New York, Jan 12, 2026, 09:35 EST — Regular session
- Micron shares rose 5.5% in early trade, extending a strong start to 2026.
- Taiwan media reported memory-chip testing and packaging firms have lifted prices by up to 30%.
- Investors are watching Tuesday’s U.S. inflation data and Micron’s shareholder meeting later this week.
Micron Technology (MU) shares rose 5.5% to $345.09 in early New York trading on Monday after a Taiwanese media report said memory-chip testing and packaging firms have started lifting prices by up to 30%. (UDN)
The timing matters. Packaging and testing sit at the back end of the supply chain, and tight capacity there can slow shipments even if chipmakers push wafer output higher. For Micron, any sign of a bottleneck tends to pull attention back to pricing power.
The work is known as OSAT — outsourced semiconductor assembly and test — and it has become a pressure point for high-bandwidth memory, or HBM, the stacked DRAM used alongside AI processors. DRAM is the “working” memory inside servers and PCs; NAND is the flash storage used in solid-state drives and phones.
TrendForce News, citing Taiwan’s Economic Daily News, said Micron partner Powertech Technology led recent price increases as utilization at contractors ran close to full. It said Micron’s recent mix shifts have pushed more higher-end products, including DDR5 (a newer generation of DRAM) and mobile graphics memory, into outside testing and packaging lines. (TrendForce)
Micron last month reported fiscal first-quarter revenue of $13.64 billion and issued second-quarter revenue guidance of $18.7 billion, plus or minus $400 million. Chief executive Sanjay Mehrotra said the company delivered “record revenue” in the quarter, and Micron declared a quarterly dividend of 11.5 cents a share payable on Jan. 14. (Micron Technology)
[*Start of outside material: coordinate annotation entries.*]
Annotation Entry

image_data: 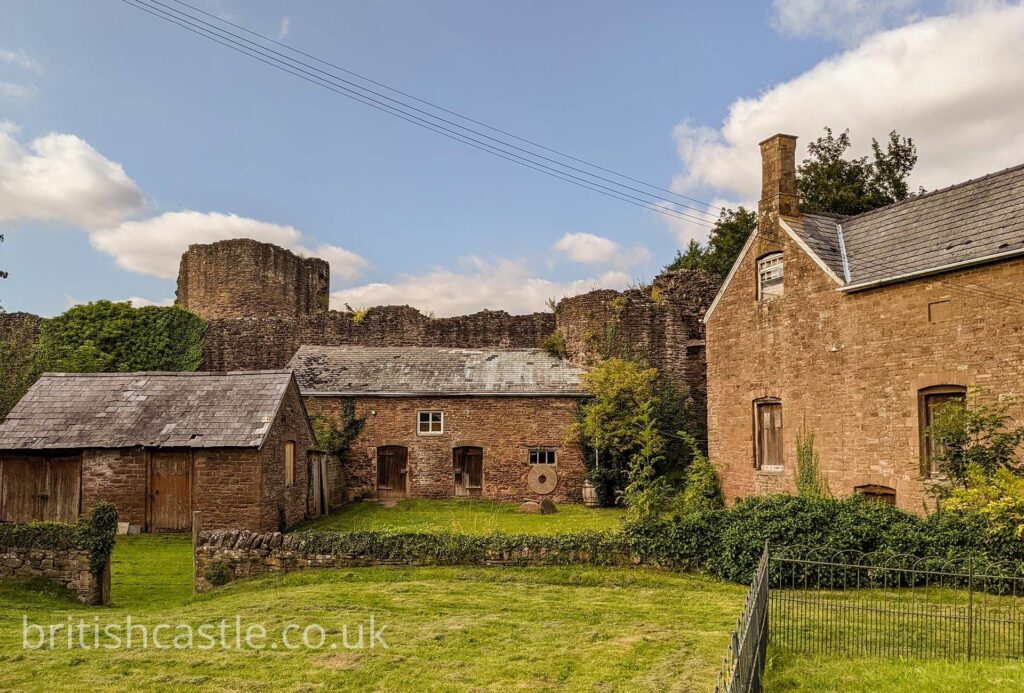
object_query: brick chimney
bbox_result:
[758,134,800,217]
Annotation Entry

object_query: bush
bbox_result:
[203,561,231,588]
[0,501,118,577]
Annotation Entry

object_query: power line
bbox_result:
[167,0,724,211]
[122,0,714,228]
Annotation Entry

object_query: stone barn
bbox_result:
[291,346,585,503]
[0,371,321,532]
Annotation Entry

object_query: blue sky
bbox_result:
[0,0,1024,315]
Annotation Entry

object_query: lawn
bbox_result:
[290,500,623,534]
[0,532,745,691]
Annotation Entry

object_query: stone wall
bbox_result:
[195,530,640,592]
[0,547,111,606]
[708,215,1024,512]
[177,239,330,319]
[306,397,586,503]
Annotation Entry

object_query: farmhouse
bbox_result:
[0,371,321,531]
[705,135,1024,512]
[291,346,585,503]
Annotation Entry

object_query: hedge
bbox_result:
[0,502,118,577]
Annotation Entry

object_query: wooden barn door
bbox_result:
[452,446,483,496]
[150,452,191,532]
[377,445,409,499]
[0,458,82,522]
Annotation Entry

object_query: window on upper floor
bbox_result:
[758,253,782,301]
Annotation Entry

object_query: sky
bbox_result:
[0,0,1024,316]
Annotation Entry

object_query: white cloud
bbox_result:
[772,0,920,43]
[0,48,43,73]
[554,233,651,269]
[674,3,1024,205]
[0,122,145,229]
[90,211,368,279]
[0,82,36,103]
[331,258,630,316]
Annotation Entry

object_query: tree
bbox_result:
[666,207,758,277]
[797,127,918,215]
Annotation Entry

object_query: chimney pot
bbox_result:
[758,134,800,217]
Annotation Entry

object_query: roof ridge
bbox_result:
[835,158,1024,221]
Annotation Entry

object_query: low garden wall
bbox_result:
[195,530,642,592]
[0,503,118,605]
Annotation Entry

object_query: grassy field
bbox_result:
[0,532,744,691]
[292,500,623,534]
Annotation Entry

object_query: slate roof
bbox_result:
[785,165,1024,291]
[289,346,584,396]
[0,371,292,450]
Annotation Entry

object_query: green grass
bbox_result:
[292,500,623,534]
[764,651,1024,693]
[0,536,745,691]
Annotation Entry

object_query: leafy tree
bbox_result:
[797,128,918,215]
[928,388,1024,495]
[37,301,206,373]
[666,207,758,277]
[571,357,664,504]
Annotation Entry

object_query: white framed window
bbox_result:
[529,447,555,465]
[758,253,783,301]
[416,410,444,435]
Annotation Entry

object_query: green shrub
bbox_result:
[203,561,231,588]
[0,501,118,577]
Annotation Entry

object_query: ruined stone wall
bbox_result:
[0,547,111,606]
[306,397,586,503]
[176,239,331,319]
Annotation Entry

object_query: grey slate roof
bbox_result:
[785,165,1024,290]
[0,371,292,450]
[289,346,583,396]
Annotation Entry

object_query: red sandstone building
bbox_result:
[0,371,321,531]
[705,135,1024,511]
[291,346,585,503]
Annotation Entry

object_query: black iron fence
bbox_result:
[715,545,769,693]
[768,548,1024,660]
[715,546,1024,693]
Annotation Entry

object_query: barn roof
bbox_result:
[0,371,292,450]
[289,346,584,396]
[783,160,1024,291]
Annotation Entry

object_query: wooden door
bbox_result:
[43,460,82,523]
[452,446,483,495]
[0,458,82,522]
[150,452,191,532]
[377,445,409,499]
[756,402,783,469]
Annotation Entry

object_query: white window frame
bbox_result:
[526,447,558,467]
[416,409,444,435]
[757,252,785,301]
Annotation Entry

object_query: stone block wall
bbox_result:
[194,530,640,592]
[306,397,586,503]
[0,547,111,606]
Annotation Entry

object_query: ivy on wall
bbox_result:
[0,301,206,417]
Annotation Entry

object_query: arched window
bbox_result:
[758,253,783,301]
[918,385,967,477]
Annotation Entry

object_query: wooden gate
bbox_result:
[0,458,82,522]
[452,446,483,495]
[150,452,191,532]
[377,445,409,499]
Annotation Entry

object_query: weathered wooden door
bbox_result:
[452,446,483,495]
[377,445,409,499]
[150,452,191,532]
[0,458,82,522]
[756,402,783,469]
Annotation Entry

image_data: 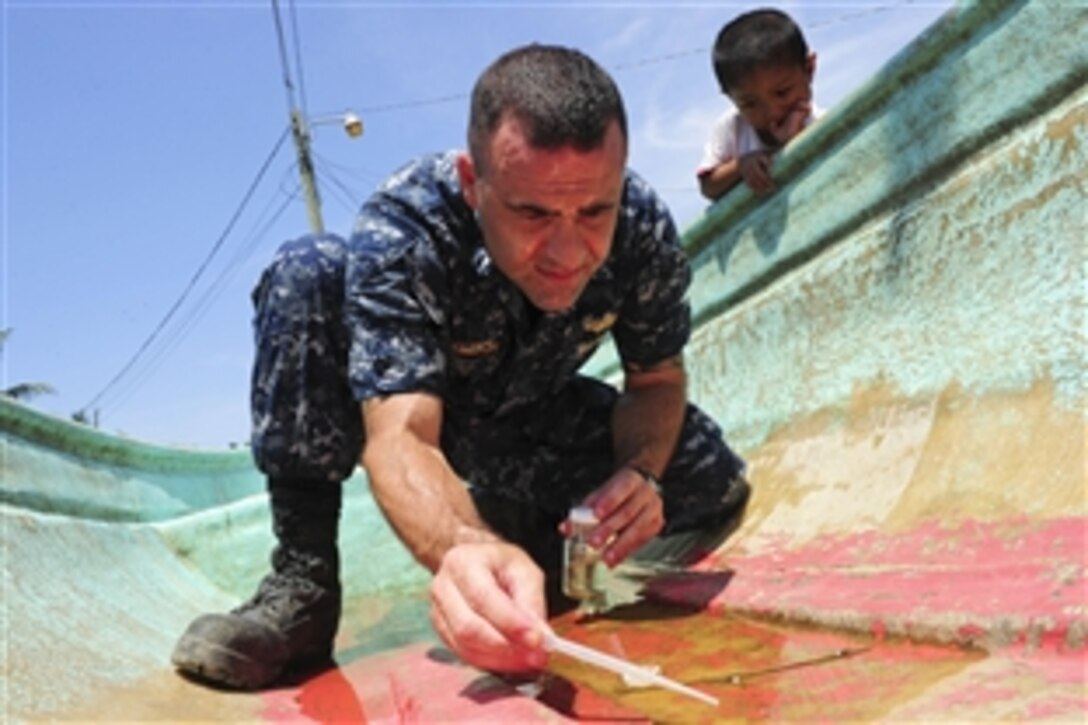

The move in Micron also landed in a jittery tape. Investors are looking to Tuesday’s U.S. consumer price inflation report for clues on the rate path, a key input for high-growth tech valuations. (Reuters)
A filing shows Micron’s annual shareholder meeting will be held virtually on Jan. 15 at 10:00 a.m. Mountain Standard Time. Micron has also scheduled a Jan. 16 groundbreaking in upstate New York for its planned megafab; Mehrotra called it a “pivotal moment for Micron and the United States.” (SEC)
Rivals Samsung Electronics and SK Hynix remain the other big DRAM suppliers, and the same supply-chain pinch points can echo across the sector when makers steer capacity toward higher-value products tied to AI servers.
But the setup cuts both ways. Higher OSAT prices can flow through as higher costs, and the memory business can turn quickly if customers pause orders, or if new capacity comes online faster than demand.
The next near-term catalysts are Tuesday’s U.S. inflation print and Micron’s annual meeting on Jan. 15.